Bouncing cache lines between cores is expensive. It sounds reasonable that one core could push/pop more than 4x faster than 4 cores contending with each other while they try to modify the same memory.
So it sounds like the problem is in deciding what changes in the total wall-clock time or total CPU time of all the threads tell you about whether your code is good or not.
To put it another way: You're testing the maximum-contention case, where your threads are spending all their time pushing and popping, and not doing any other work. In real code that used this queue, the other work done by a thread would throttle the access rate to your queue, probably a lot, so threads would step on each other's toes a lot less. (Contention probably causes a significant performance hit with cmpxchg loops, because only one CPU will succeed each time, and all the rest will retry every time.)
Related: Locks Aren't Slow; Lock Contention Is (Jeff Preshing) makes the same points for testing parallel algorithms that use locks in high vs. low contention cases.

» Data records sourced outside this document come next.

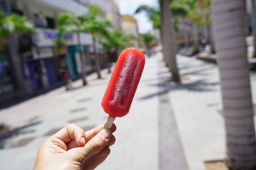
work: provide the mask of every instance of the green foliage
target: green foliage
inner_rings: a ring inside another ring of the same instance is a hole
[[[175,17],[185,17],[189,13],[189,8],[188,5],[182,3],[173,2],[170,6],[170,10]],[[160,9],[148,5],[140,6],[135,11],[135,13],[145,11],[148,15],[149,20],[153,24],[154,29],[161,28],[161,11]]]
[[[0,38],[14,33],[34,33],[34,24],[24,17],[15,14],[6,16],[0,11]]]
[[[125,48],[131,46],[131,41],[134,39],[133,35],[122,34],[120,30],[115,29],[109,33],[107,38],[102,39],[101,44],[104,51],[112,48]]]
[[[144,34],[141,34],[140,36],[141,37],[144,44],[149,47],[151,47],[157,43],[157,40],[156,37],[149,32]]]
[[[177,2],[173,3],[170,5],[173,17],[186,17],[189,11],[189,8],[186,4],[178,3]]]
[[[161,13],[160,10],[154,6],[148,5],[141,5],[135,11],[135,13],[139,13],[145,11],[149,20],[153,24],[154,29],[159,29],[161,28]]]
[[[92,6],[88,13],[81,16],[72,13],[61,13],[58,17],[59,34],[56,46],[63,46],[65,36],[71,33],[90,32],[108,38],[108,29],[111,27],[111,23],[98,20],[97,17],[99,13],[100,8],[97,6]]]

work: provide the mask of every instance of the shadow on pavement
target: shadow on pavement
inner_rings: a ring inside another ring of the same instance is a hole
[[[6,141],[13,137],[13,136],[17,136],[20,134],[28,134],[28,133],[32,133],[35,131],[35,130],[31,130],[31,129],[28,129],[28,128],[38,125],[42,123],[42,121],[38,121],[35,122],[32,122],[31,124],[29,124],[28,125],[22,126],[20,127],[17,127],[13,129],[10,129],[8,126],[1,124],[0,125],[0,149],[3,149],[6,145]],[[25,145],[28,143],[28,140],[27,139],[22,139],[20,140],[20,142],[22,143],[22,145]],[[26,141],[26,142],[25,142]],[[20,145],[20,143],[17,143],[15,145],[13,146],[18,146]]]

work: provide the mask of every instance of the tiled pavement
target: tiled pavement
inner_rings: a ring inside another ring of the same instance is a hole
[[[204,161],[225,156],[216,66],[179,56],[182,83],[175,85],[165,83],[170,74],[159,67],[161,57],[157,53],[147,59],[130,113],[115,120],[116,143],[97,169],[177,170],[179,166],[179,170],[202,170]],[[0,124],[20,128],[11,135],[2,134],[6,139],[0,140],[0,148],[4,147],[0,169],[31,169],[38,145],[67,124],[76,123],[84,130],[104,124],[107,115],[100,104],[109,75],[105,71],[103,75],[102,80],[97,80],[96,74],[88,76],[86,87],[69,92],[60,88],[1,110]],[[252,79],[255,85],[254,74]],[[74,86],[81,84],[77,81]],[[173,157],[175,162],[168,161]]]

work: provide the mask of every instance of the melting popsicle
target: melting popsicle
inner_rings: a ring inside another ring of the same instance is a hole
[[[107,128],[111,128],[116,117],[128,113],[144,65],[143,53],[135,48],[127,48],[120,54],[101,103],[109,114]]]

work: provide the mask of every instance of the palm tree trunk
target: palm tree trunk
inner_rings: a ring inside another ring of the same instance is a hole
[[[197,27],[195,23],[193,24],[193,34],[194,36],[195,46],[198,46],[198,32]]]
[[[184,33],[184,37],[185,47],[188,48],[188,47],[189,47],[189,38],[188,31],[184,30],[183,33]]]
[[[110,74],[111,73],[111,59],[110,59],[111,56],[111,52],[110,52],[109,50],[108,50],[106,52],[107,54],[107,62],[108,62],[108,73]]]
[[[253,24],[253,36],[254,37],[253,57],[256,57],[256,6],[255,0],[252,0],[252,19]]]
[[[163,53],[163,44],[164,36],[163,34],[163,27],[161,27],[159,31],[160,31],[160,36],[161,36],[161,43],[162,45],[162,53]],[[167,59],[166,56],[165,56],[164,55],[163,59],[165,63],[165,66],[169,67],[168,59]]]
[[[176,62],[176,48],[174,43],[174,30],[172,23],[172,15],[169,8],[169,1],[161,1],[161,27],[163,31],[163,48],[164,57],[168,60],[172,79],[180,82],[180,76]]]
[[[86,73],[85,73],[85,62],[84,62],[84,59],[83,57],[83,53],[82,52],[82,46],[81,45],[81,39],[80,39],[80,33],[79,32],[76,33],[76,37],[77,39],[78,50],[79,52],[79,57],[80,57],[81,62],[82,62],[81,64],[81,78],[82,78],[82,80],[83,80],[83,85],[85,86],[87,85],[87,81],[86,81]]]
[[[97,74],[98,74],[98,78],[101,78],[100,59],[99,59],[98,51],[97,51],[97,46],[96,46],[96,39],[95,39],[95,35],[94,34],[92,34],[92,39],[93,41],[94,53],[95,54],[95,57],[96,57]]]
[[[255,170],[256,140],[243,7],[241,0],[212,1],[227,163],[232,170]]]

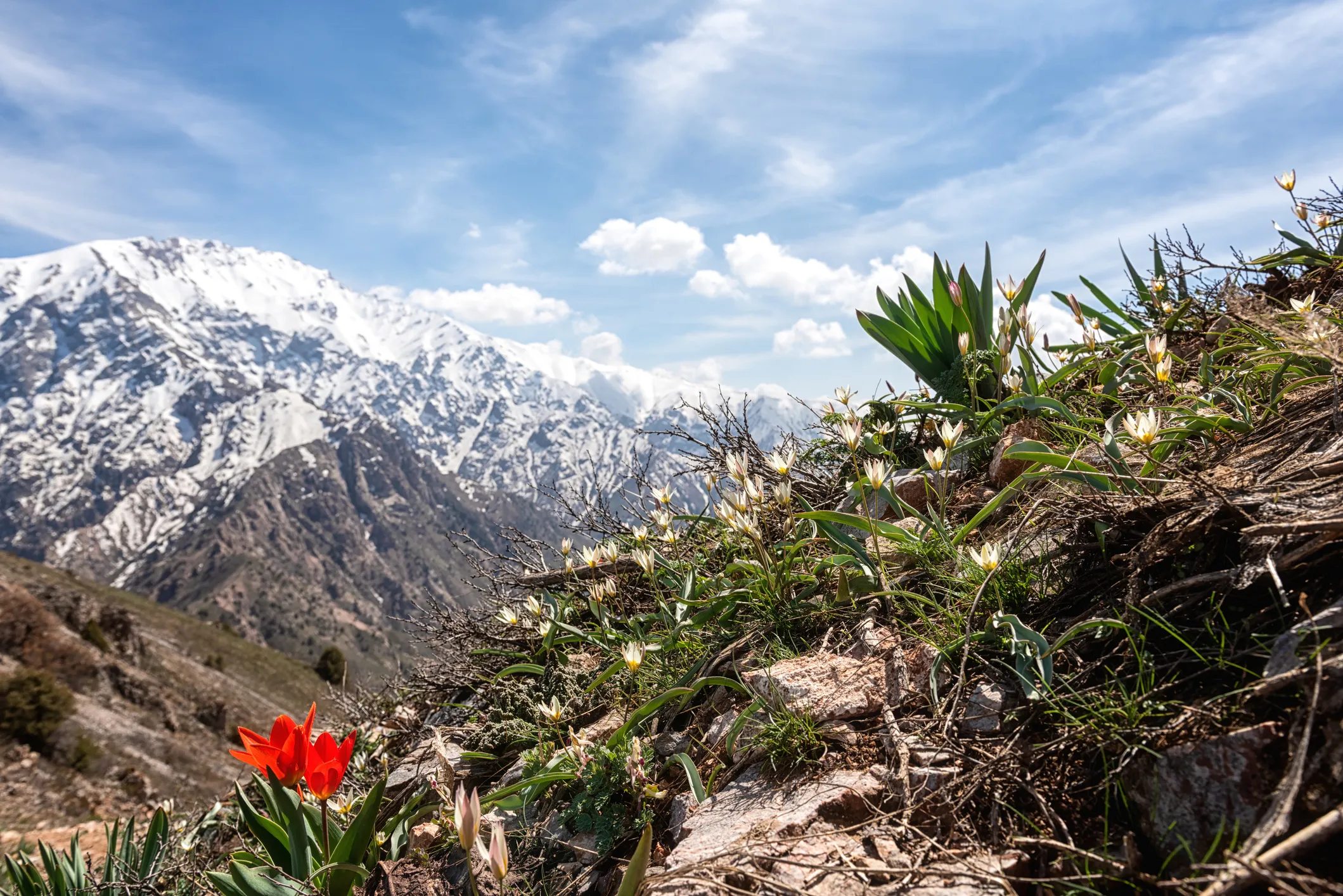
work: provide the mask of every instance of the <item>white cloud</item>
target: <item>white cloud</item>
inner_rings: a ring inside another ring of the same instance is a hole
[[[741,283],[716,270],[697,270],[690,278],[690,290],[706,298],[745,298]]]
[[[851,355],[849,337],[838,321],[818,324],[803,317],[786,330],[774,334],[775,355],[799,355],[802,357],[843,357]]]
[[[623,351],[624,343],[615,333],[592,333],[579,344],[579,355],[598,364],[624,364]]]
[[[612,218],[579,247],[606,259],[598,269],[603,274],[678,271],[708,251],[698,227],[667,218],[654,218],[642,224]]]
[[[697,16],[676,40],[651,43],[629,70],[645,103],[663,110],[690,99],[710,75],[731,71],[743,47],[763,32],[744,7],[728,0]]]
[[[834,167],[806,146],[787,146],[787,156],[766,169],[780,187],[810,193],[825,189],[834,180]]]
[[[904,283],[902,274],[916,282],[932,279],[932,257],[917,246],[890,258],[890,263],[874,258],[872,270],[858,274],[847,265],[830,267],[815,258],[802,259],[786,246],[779,246],[770,234],[736,239],[723,247],[732,273],[752,289],[772,289],[796,301],[815,305],[850,305],[872,308],[877,286],[890,294]]]
[[[485,283],[479,289],[412,289],[403,294],[395,286],[377,286],[372,292],[414,302],[422,308],[446,312],[463,321],[479,324],[553,324],[569,316],[564,300],[541,296],[530,286],[517,283]]]

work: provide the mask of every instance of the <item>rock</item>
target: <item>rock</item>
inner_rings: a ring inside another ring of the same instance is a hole
[[[1252,830],[1277,780],[1262,758],[1277,736],[1275,723],[1265,721],[1136,760],[1124,780],[1158,852],[1166,856],[1189,844],[1194,858],[1185,861],[1202,861],[1218,829],[1223,844],[1233,830],[1241,837]]]
[[[931,676],[932,664],[937,661],[937,647],[932,646],[927,641],[916,641],[913,645],[904,649],[905,654],[905,668],[909,670],[909,690],[912,693],[923,695],[924,697],[932,697]],[[947,695],[947,685],[951,682],[951,670],[944,662],[941,669],[937,670],[937,696],[944,697]]]
[[[684,819],[684,838],[666,857],[669,872],[735,848],[795,837],[818,821],[861,822],[877,810],[885,790],[884,778],[872,770],[831,771],[817,780],[782,786],[761,778],[760,771],[760,766],[748,768]]]
[[[196,721],[222,735],[228,728],[228,707],[223,700],[196,707]]]
[[[884,657],[898,646],[900,638],[890,629],[878,626],[872,617],[864,617],[853,633],[853,646],[845,650],[845,656],[854,660]]]
[[[684,752],[690,746],[690,735],[684,731],[663,731],[653,739],[653,752],[666,758]]]
[[[584,865],[591,865],[599,858],[596,853],[596,834],[592,832],[573,834],[569,837],[568,848],[573,850],[573,856]]]
[[[808,712],[817,721],[870,716],[888,701],[898,704],[900,697],[888,693],[886,662],[881,657],[808,653],[748,672],[743,678],[772,705]]]
[[[980,681],[970,692],[960,717],[960,729],[975,733],[995,733],[1002,729],[1003,707],[1007,692],[991,681]]]
[[[430,846],[438,842],[438,838],[443,836],[443,829],[431,821],[426,821],[422,825],[415,825],[411,827],[410,848],[411,850],[427,850]]]
[[[955,485],[964,478],[960,470],[943,470],[940,473],[909,473],[897,476],[890,481],[890,490],[901,501],[923,513],[928,509],[928,498],[936,504],[940,489],[952,492]],[[898,513],[898,510],[897,510]]]
[[[692,794],[677,794],[672,798],[672,815],[667,818],[667,834],[672,842],[680,842],[684,833],[685,819],[698,809]]]
[[[728,709],[721,716],[714,716],[713,721],[709,723],[709,729],[704,732],[704,743],[709,748],[717,747],[724,737],[728,736],[728,731],[732,728],[732,723],[737,720],[737,711]]]
[[[614,735],[616,729],[619,729],[619,727],[623,724],[624,724],[624,713],[619,709],[612,709],[611,712],[606,713],[604,716],[594,721],[591,725],[583,728],[583,731],[579,733],[582,733],[588,740],[596,743],[606,743],[606,739]]]
[[[998,439],[998,445],[994,446],[994,457],[988,461],[988,480],[999,489],[1006,488],[1013,480],[1026,472],[1030,466],[1027,461],[1018,461],[1015,458],[1003,457],[1003,451],[1010,449],[1013,445],[1019,445],[1021,442],[1038,442],[1041,438],[1041,426],[1035,420],[1018,420],[1017,423],[1009,423],[1003,429],[1002,438]]]
[[[858,731],[847,721],[827,721],[821,725],[821,736],[847,747],[858,743]]]

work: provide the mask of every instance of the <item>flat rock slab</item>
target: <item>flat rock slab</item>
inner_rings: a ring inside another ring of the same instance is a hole
[[[1244,837],[1277,780],[1262,756],[1277,737],[1275,723],[1265,721],[1135,762],[1125,779],[1143,833],[1166,852],[1189,844],[1198,861],[1219,827],[1225,844],[1232,830]]]
[[[748,672],[743,678],[771,705],[807,712],[817,721],[870,716],[888,701],[898,705],[900,697],[889,693],[886,661],[881,657],[808,653]]]
[[[698,807],[689,807],[681,823],[682,840],[666,857],[667,872],[755,841],[802,834],[817,821],[862,821],[885,790],[885,780],[873,770],[833,771],[817,780],[783,785],[766,780],[760,772],[761,766],[748,768]]]

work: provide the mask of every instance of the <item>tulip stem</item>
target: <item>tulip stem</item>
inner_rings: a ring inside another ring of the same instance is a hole
[[[326,833],[326,801],[322,801],[322,860],[330,861],[332,857],[332,838]]]

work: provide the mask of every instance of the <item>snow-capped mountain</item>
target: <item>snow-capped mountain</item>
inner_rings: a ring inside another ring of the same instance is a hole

If anything, it might be interesting to add a
pause instruction (
_mm_pause()) before a load somewhere in your benchmark, to avoid memory-ordering mis-speculation. (i.e. where the CPU speculatively uses a value loaded before the load is allowed to become globally visible, and then has to roll back when it turns out the value was changed by another core by the time the load was supposed to become globally visible). Keep in mind that
pause sleeps for ~5 cycles on Haswell, but ~100 cycles on Skylake, so even if you see a speedup from it in a non-synthetic benchmark on Haswell, it's probably a bad idea to leave it in for real use on future CPUs.
pause isn't useful before
locked read-modify-write instructions; they're already expecting writes from other cores.